__author__ = 'Alice Jacques <alice.jacques@noirlab.edu>, NOIRLab Astro Data Lab Team <datalab@noao.edu>'
__version__ = '20201209'
__datasets__ = ['ls_dr8','sdss_dr16','gaia_dr2','des_dr1','smash_dr2','unwise_dr1','allwise']
__keywords__ = ['crossmatch','joint query','mydb','vospace','image cutout']
by Alice Jacques and the NOIRLab Astro Data Lab Team
The crossmatch tables at Astro Data Lab are structured as followed:
schema1.xNpN__table1__schema2__table2
where the N in NpN encode the numerical value of the crossmatching radius (since dots '.' are not allowed in table names).
Example:
ls_dr8.x1p5__tractor_primary_n__gaia_dr2__gaia_source
is a crossmatch table (indicated by the leading x), located in the ls_dr8 schema, and it crossmatches the ls_dr8.tractor_primary_n table with the gaia_dr2.gaia_source table (which lives in the gaia_dr2 schema) within a 1.5 arcseconds radius ('1p5') .
This is admittedly long, but clean, consistent, and most importantly, parsable. The use of double-underscores '__' is to distinguish from single underscores often used in schema and table names.

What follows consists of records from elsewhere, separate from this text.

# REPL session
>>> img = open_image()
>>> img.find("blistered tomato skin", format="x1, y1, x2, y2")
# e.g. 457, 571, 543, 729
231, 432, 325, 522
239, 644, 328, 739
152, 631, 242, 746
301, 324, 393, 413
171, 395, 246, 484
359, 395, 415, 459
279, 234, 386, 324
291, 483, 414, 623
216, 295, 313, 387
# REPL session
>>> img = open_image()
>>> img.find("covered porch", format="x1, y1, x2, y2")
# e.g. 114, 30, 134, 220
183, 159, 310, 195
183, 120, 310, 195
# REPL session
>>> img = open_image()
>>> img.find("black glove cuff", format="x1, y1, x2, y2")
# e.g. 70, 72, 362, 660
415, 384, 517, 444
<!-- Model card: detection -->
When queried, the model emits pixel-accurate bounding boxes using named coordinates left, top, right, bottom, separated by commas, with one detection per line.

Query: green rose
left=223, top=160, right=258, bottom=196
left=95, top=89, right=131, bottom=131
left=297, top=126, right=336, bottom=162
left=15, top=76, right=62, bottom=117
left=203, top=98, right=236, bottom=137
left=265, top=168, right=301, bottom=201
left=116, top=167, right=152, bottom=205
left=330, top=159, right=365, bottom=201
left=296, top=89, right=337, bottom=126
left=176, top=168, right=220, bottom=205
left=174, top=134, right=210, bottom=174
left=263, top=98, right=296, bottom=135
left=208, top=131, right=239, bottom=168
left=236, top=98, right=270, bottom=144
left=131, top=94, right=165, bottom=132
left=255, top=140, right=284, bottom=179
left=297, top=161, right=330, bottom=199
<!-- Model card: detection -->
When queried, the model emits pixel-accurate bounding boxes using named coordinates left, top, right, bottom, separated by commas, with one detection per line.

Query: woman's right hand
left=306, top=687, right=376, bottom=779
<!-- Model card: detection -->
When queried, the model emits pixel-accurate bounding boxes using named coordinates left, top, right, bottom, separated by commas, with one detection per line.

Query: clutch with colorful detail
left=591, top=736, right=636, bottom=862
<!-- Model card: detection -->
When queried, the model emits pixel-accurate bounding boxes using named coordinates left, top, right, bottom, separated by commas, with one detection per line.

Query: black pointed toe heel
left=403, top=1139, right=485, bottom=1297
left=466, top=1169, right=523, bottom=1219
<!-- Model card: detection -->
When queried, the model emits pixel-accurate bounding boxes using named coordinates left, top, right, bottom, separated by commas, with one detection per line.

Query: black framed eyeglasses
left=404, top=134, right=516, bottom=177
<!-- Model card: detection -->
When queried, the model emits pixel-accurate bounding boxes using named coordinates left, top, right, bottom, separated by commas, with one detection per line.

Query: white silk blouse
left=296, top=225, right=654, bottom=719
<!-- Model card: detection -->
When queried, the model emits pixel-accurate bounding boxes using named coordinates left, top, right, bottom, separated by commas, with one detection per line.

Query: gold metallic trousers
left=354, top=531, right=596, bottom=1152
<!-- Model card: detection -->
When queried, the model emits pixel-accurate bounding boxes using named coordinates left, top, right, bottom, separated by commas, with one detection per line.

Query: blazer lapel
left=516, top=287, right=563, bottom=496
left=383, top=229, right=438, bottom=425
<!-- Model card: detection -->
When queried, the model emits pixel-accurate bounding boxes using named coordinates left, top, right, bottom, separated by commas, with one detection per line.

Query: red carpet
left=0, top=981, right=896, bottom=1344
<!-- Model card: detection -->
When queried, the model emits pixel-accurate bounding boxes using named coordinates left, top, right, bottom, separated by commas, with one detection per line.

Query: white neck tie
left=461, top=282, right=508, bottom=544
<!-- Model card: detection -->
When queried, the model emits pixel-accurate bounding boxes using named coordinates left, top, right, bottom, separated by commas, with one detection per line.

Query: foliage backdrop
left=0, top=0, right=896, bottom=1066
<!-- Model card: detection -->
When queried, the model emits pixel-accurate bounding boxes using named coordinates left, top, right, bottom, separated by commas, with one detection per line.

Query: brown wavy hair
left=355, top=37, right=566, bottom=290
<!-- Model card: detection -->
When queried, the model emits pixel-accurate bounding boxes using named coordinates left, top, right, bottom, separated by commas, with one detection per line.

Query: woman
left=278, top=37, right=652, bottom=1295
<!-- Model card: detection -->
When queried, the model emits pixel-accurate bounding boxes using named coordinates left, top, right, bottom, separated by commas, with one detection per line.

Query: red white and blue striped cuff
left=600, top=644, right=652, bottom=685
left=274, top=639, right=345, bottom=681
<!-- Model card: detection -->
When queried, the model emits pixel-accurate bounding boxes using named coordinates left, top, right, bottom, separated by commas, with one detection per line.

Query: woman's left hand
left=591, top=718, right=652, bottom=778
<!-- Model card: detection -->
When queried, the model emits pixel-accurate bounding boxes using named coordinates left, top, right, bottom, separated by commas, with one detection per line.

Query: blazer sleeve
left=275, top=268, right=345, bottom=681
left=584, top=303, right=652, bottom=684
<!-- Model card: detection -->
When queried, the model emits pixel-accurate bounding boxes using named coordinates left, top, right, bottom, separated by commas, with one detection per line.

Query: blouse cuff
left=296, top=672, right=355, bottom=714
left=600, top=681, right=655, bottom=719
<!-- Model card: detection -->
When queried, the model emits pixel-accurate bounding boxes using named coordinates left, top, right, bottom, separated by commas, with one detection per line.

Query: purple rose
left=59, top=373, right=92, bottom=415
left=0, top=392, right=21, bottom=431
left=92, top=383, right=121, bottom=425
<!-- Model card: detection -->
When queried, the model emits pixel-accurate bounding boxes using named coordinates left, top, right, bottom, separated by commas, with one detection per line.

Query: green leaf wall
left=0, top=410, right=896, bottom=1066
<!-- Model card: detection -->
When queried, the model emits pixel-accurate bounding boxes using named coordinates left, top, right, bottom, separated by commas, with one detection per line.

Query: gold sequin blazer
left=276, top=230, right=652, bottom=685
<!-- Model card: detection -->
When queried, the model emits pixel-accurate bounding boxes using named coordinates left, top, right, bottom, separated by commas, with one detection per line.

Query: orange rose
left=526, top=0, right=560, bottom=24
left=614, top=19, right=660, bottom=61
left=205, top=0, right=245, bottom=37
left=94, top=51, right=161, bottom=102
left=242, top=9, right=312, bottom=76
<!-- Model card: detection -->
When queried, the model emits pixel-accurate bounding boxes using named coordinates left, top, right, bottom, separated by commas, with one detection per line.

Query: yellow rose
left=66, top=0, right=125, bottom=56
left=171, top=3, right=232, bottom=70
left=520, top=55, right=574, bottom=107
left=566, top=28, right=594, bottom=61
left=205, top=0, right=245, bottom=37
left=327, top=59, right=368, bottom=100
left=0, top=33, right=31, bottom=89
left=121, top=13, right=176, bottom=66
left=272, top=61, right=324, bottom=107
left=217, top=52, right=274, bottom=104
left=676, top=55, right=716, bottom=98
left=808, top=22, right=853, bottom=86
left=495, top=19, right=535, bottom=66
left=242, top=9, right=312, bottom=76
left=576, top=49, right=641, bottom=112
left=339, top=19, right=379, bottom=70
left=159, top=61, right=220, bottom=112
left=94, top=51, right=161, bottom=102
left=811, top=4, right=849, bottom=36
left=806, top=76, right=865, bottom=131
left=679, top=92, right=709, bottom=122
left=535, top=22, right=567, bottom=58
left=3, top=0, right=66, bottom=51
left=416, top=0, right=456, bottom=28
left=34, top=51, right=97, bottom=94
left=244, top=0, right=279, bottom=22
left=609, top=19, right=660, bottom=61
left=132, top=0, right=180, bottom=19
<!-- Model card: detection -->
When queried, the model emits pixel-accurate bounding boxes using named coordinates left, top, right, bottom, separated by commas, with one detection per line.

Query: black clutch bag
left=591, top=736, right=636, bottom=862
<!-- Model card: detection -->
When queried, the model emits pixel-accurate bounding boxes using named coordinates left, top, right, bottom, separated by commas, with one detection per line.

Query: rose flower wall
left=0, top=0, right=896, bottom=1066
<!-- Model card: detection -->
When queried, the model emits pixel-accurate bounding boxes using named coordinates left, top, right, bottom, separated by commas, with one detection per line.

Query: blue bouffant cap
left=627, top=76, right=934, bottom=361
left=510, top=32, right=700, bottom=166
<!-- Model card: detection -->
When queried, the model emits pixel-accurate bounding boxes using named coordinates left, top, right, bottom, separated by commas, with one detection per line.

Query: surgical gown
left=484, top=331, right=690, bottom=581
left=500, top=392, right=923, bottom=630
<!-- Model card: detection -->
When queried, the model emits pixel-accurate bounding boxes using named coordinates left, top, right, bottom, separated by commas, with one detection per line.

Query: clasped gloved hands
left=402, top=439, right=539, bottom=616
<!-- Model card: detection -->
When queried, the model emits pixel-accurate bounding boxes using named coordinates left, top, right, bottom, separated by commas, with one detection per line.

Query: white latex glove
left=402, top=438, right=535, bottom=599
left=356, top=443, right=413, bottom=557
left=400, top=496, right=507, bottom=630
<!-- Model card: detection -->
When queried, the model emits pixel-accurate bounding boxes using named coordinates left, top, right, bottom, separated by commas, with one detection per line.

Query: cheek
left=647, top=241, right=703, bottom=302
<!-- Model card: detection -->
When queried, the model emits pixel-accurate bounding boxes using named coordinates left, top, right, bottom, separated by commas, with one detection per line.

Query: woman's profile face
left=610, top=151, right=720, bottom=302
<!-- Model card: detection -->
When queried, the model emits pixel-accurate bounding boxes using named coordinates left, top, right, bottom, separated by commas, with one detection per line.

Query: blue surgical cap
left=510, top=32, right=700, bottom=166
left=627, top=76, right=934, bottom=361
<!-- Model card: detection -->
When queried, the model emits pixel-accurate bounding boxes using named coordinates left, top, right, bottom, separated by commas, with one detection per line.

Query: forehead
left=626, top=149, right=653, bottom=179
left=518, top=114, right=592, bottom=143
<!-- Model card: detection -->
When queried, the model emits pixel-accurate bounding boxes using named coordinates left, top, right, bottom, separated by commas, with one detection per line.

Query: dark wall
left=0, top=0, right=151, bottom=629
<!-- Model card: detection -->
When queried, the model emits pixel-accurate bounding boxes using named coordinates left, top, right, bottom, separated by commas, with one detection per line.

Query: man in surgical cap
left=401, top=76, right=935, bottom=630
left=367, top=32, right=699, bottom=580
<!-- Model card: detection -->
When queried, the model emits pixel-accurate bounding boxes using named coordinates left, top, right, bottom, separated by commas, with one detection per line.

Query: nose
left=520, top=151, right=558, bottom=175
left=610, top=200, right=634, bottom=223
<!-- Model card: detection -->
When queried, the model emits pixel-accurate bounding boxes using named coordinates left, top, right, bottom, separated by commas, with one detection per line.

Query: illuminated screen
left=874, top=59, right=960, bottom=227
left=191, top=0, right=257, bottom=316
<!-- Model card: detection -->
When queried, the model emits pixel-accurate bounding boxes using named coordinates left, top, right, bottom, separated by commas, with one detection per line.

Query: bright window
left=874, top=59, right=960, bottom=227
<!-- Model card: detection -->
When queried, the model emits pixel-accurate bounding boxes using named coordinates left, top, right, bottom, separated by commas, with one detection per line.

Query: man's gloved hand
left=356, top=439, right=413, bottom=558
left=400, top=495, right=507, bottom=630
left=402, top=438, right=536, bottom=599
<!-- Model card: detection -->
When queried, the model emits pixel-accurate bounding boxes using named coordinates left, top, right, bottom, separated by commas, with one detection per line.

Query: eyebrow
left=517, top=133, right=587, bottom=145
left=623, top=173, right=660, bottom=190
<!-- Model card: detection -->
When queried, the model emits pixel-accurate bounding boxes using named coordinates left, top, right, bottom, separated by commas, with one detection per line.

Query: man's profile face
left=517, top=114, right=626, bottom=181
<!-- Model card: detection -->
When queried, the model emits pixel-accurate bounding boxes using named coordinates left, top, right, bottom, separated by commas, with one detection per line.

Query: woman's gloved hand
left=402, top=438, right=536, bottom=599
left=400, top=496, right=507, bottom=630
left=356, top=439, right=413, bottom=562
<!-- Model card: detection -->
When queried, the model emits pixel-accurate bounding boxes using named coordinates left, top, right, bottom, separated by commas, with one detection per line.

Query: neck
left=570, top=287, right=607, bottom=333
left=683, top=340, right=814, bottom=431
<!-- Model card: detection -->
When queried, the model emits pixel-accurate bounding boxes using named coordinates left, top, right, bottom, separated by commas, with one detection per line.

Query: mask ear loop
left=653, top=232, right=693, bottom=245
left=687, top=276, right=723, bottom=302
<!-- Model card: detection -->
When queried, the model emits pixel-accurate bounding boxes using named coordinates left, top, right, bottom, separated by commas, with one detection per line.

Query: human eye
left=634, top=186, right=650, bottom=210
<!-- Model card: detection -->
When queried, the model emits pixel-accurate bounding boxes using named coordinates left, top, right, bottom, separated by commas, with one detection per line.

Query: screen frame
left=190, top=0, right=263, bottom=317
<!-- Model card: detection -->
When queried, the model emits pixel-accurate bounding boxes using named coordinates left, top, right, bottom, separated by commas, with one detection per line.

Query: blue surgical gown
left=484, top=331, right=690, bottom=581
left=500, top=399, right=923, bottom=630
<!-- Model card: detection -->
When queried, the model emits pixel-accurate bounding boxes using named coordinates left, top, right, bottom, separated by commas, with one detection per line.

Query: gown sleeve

All crossmatch tables shall be minimalist, i.e. have only these columns: id1,ra1,dec1,id2,ra2,dec2,distance. Column descriptions in the crossmatch table shall contain the original column names in parentheses (makes it parsable).
For example:
ls_dr8.x1p5__tractor_primary_n__gaia_dr2__gaia_source
| Column | Description | Datatype |
|---|---|---|
| id1 | ID in left/first table (ls_id) | BIGINT |
| ra1 | Right ascension in left/first table (ra) | DOUBLE |
| dec1 | Declination in left/first table (dec) | DOUBLE |
| id2 | ID in right/second table (source_id) | BIGINT |
| ra2 | Right ascension in right/second table (ra) | DOUBLE |
| dec2 | Declination in right/second table (dec) | DOUBLE |
| distance | Distance between ra1,dec1 and ra2,dec2 (arcsec) | DOUBLE |
allwise.x1p5__source__des_dr1__main and des_dr1.x1p5__main__allwise__source.The list of available crossmatch tables can be viewed on our query interface here under their respective schema.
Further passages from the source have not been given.